From Oprah to Michael Jordan: give your brand a unique voice on smart speakers
Four ways you can make your voice app sound like a real person
2019 kicked off with some mind blowing voice stats:
- Google Assistant, Cortana, Siri and Amazon Alexa combined will be available on 2 billion devices by the end of the year. Mind that these devices are not limited to smart speakers as voice assistants are now available in cars, headphones, thermostats and even microwaves.
- Google Assistant will support 30 languages.
- 41% of adults and 55% of teens are using voice search daily.
This leaves no other choice for brands than to embrace voice and leverage this new technology to interface with their consumers.
Given that now customers can actually hear and talk to your brand, having a distinct brand voice (literally) is more important than ever. In this article we look into several ways you can personalize the way your brand sounds on smart speakers and other voice-first devices or even emulate a voice of a real person.
#1 Use voice recordings
If your app is comparatively simple and the number of interactions between the app and the user is limited and finite, you can record all the utterances with a voice actor.
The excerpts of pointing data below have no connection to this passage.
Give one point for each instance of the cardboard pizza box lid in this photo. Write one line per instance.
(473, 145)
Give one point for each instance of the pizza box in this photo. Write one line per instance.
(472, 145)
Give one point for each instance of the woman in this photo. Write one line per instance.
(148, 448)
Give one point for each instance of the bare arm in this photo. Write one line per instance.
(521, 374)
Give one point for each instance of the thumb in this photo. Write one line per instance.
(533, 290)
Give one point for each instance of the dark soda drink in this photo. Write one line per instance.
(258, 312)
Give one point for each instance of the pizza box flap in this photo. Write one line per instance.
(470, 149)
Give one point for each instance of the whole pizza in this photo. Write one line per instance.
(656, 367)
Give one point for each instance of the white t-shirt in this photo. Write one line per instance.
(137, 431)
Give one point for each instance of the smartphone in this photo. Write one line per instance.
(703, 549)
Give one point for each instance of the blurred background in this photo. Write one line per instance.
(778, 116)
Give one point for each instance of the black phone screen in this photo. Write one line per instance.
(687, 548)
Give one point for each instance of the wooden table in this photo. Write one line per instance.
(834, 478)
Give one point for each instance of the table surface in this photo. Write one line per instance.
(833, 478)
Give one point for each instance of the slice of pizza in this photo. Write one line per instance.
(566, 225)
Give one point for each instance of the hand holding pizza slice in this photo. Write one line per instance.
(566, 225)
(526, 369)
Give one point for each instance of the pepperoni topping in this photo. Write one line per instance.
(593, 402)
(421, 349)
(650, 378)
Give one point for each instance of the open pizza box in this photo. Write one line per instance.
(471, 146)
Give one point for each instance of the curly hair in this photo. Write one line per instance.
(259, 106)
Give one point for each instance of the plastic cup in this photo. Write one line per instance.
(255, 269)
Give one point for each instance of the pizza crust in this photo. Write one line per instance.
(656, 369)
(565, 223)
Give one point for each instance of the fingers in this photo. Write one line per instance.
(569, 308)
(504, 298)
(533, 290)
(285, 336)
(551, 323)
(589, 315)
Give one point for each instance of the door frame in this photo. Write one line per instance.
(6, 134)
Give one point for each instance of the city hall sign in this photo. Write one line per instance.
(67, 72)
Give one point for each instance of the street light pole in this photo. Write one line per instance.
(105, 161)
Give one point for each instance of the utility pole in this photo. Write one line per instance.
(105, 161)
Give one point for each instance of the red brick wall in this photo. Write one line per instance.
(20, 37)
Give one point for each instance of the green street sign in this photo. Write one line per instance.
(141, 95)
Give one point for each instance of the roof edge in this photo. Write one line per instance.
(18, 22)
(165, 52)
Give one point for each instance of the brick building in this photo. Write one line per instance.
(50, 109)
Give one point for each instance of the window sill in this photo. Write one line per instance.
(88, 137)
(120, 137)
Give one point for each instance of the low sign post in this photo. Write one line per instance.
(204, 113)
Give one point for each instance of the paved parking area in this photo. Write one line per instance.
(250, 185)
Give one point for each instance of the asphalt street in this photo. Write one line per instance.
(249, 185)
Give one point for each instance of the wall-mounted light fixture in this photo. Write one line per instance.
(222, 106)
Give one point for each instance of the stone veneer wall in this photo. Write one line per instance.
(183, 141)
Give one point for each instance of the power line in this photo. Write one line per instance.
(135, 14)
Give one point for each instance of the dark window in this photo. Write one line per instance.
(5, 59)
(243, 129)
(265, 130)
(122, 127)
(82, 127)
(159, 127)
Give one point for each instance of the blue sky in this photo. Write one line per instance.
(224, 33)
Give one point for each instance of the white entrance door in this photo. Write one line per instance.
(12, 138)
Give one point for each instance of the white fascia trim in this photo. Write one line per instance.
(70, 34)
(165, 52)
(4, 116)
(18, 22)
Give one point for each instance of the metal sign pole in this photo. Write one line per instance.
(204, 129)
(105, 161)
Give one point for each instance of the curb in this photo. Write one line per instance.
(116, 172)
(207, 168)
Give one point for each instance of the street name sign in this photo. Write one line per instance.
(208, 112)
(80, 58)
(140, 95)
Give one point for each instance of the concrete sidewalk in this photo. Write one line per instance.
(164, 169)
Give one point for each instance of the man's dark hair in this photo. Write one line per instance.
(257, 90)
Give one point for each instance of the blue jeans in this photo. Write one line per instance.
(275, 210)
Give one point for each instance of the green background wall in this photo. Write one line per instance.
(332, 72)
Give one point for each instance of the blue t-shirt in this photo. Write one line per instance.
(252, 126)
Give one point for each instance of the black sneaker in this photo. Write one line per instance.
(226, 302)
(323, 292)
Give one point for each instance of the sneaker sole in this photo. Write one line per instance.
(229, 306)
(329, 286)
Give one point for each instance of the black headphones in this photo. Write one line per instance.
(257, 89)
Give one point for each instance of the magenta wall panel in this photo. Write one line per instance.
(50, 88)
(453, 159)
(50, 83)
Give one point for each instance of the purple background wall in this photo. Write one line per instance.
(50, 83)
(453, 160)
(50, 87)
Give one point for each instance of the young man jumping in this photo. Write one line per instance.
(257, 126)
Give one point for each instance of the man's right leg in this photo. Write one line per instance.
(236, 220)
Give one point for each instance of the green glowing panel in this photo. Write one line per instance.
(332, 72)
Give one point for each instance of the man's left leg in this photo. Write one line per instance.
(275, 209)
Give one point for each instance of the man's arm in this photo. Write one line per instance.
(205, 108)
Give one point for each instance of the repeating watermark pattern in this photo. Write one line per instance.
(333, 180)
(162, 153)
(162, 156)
An example of this approach is the iHeartChristmas Alexa skill. As soon as you open the skill you won’t hear Alexa anymore — instead Santa Claus himself will help you pick your Christmas tunes.
On the plus side this does sound great, however sound production can be quite costly and not easily scalable as any new feature requires a sound production effort. The number of possible interactions with the voice app is limited to what has been recorded, so you need to be extra careful, when designing the app to cover all the edge cases.
#2 “Assembled” voices
Another way to create a personalized voice, which resembles that of a real person, is to use a vast library of recordings by a real person and then apply AI to “assemble” phrases out of those recordings.We can deduce that one product, which uses this approach is StatMuse.
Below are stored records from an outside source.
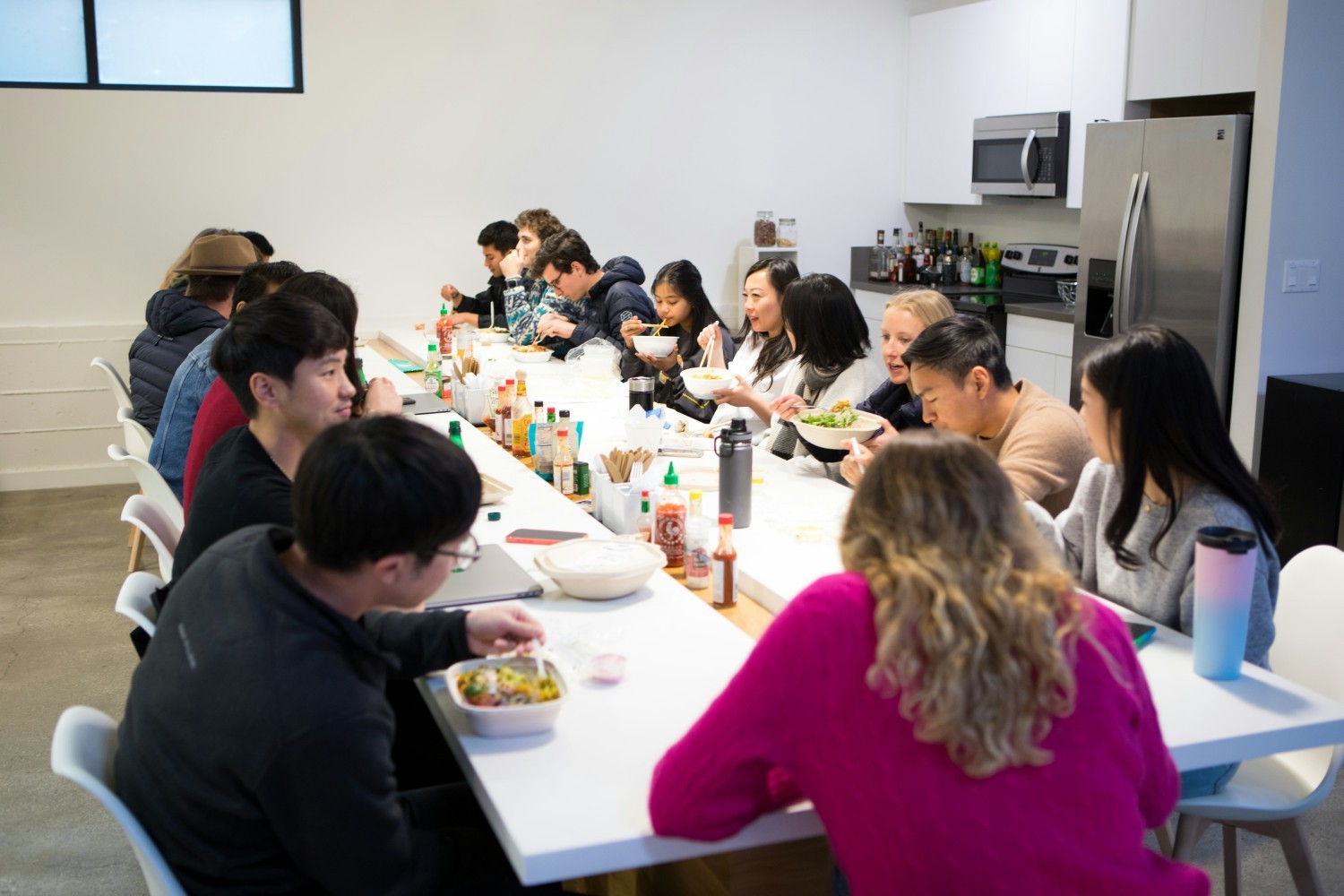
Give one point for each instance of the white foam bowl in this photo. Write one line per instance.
(867, 426)
(696, 382)
(531, 358)
(599, 568)
(655, 346)
(507, 721)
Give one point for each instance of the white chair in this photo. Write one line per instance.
(139, 440)
(82, 750)
(153, 485)
(153, 521)
(1271, 796)
(118, 386)
(136, 603)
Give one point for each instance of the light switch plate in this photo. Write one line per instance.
(1303, 276)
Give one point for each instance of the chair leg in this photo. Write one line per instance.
(1298, 857)
(1231, 860)
(137, 548)
(1188, 831)
(1164, 837)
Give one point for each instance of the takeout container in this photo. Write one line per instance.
(508, 721)
(655, 346)
(494, 490)
(530, 358)
(599, 568)
(698, 383)
(867, 426)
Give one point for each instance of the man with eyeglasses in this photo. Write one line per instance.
(609, 295)
(255, 742)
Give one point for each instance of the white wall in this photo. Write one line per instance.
(1295, 210)
(655, 129)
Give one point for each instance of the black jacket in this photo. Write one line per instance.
(616, 298)
(177, 324)
(480, 304)
(255, 742)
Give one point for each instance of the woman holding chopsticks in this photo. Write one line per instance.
(685, 311)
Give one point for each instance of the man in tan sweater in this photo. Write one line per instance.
(957, 370)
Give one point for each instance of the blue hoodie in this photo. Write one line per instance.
(616, 298)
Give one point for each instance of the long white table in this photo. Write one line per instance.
(573, 804)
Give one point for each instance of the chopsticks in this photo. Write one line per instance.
(620, 462)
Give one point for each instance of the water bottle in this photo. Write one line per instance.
(734, 450)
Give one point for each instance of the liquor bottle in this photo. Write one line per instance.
(564, 465)
(433, 371)
(878, 257)
(545, 441)
(725, 560)
(445, 332)
(503, 419)
(644, 522)
(521, 419)
(669, 520)
(698, 546)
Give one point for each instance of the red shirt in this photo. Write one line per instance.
(220, 413)
(800, 719)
StatMuse is an app, which allows users to ask for latest sports stats and receive a response by one of the star players.
To recreate the famous voices, StatMuse first worked with the sport stars to record a vast library of sample phrases. Then, when a user asks a question e.g. “Which team won the last World Series?”, StatMuse AI uses this library to create a matching response, which consists of the words and collocations fetched from the library.
User question: “Which team won the last World Series?”
Pre-recorded voice dataset by a sports star:
“The New York Yunkees”,“The Boston Red Sox”, “The Huston Astros”, “The Clevelend Indians”, “The Los Angeles Dodgers”, “won”, “lost”, “the ”, “to”, “in”, “the”, “a”, “on”, “at”, “one”, “three”, “four”, “ten”,“twenty”,”thirty”, “sixteen”, “seventeen”, “eighteen”, “nineteen”, “series”, “world”, “national”, “games”, “against” (…)
System response: “The Boston Red Sox won in the 2018 World Series against the Los Angeles Dodgers, 4 games to 1.”
With this approach you can have some flexibility as you won’t need to pre-record every single app response, however the system will only be able to generate answers to certain questions known in advance, e.g. if it’s a sport’s app you won’t be able to ask it “what’s the weather?”. Speaking about the resulting voice quality — you can definitely recognise the person, who is speaking, but you’ll also hear distinct breaks between pre-recorded sound bits, similar to the choppy sound when you are talking to a bank IVR. Check out for yourself here.
#3 Human-like synthetic voices
There are a few providers of human-like generated voices, you won’t be able to make these sound like a specific real person like Oprah, but if you could pick one distinct voice for your brand which will be different from the default smart speaker voice. Amazon Polly, Nuance or WaveNet are good examples.
To use a WaveNet voice you would need to pay around $16.00 USD / 1 million characters. However what you get in return is a complete flexibility in features, scalability (you can use this voice for all your voice apps) and an almost human sound quality (you can pick a male or female voice and accent too e.g. British or Australian). Check out some voice samples here.
#4 On-demand synthetic voices
Finally, you can “clone” or develop a custom-made generated voice. This will be a voice like the one you get from WaveNet, but the model will be trained to sound like a certain real person of your choice (with their consent of course). This process isn’t automated yet, so building a voice like this will require a lot of engineering effort/investment for each new voice.
One startup, which can help you design a voice for your company is Lyrebird. This approach even though it can come out as pricy will allow you to get a unique brand voice, it can be any real person or celebrity, which is both scalable and sounds natural. Check out the resulting voices here.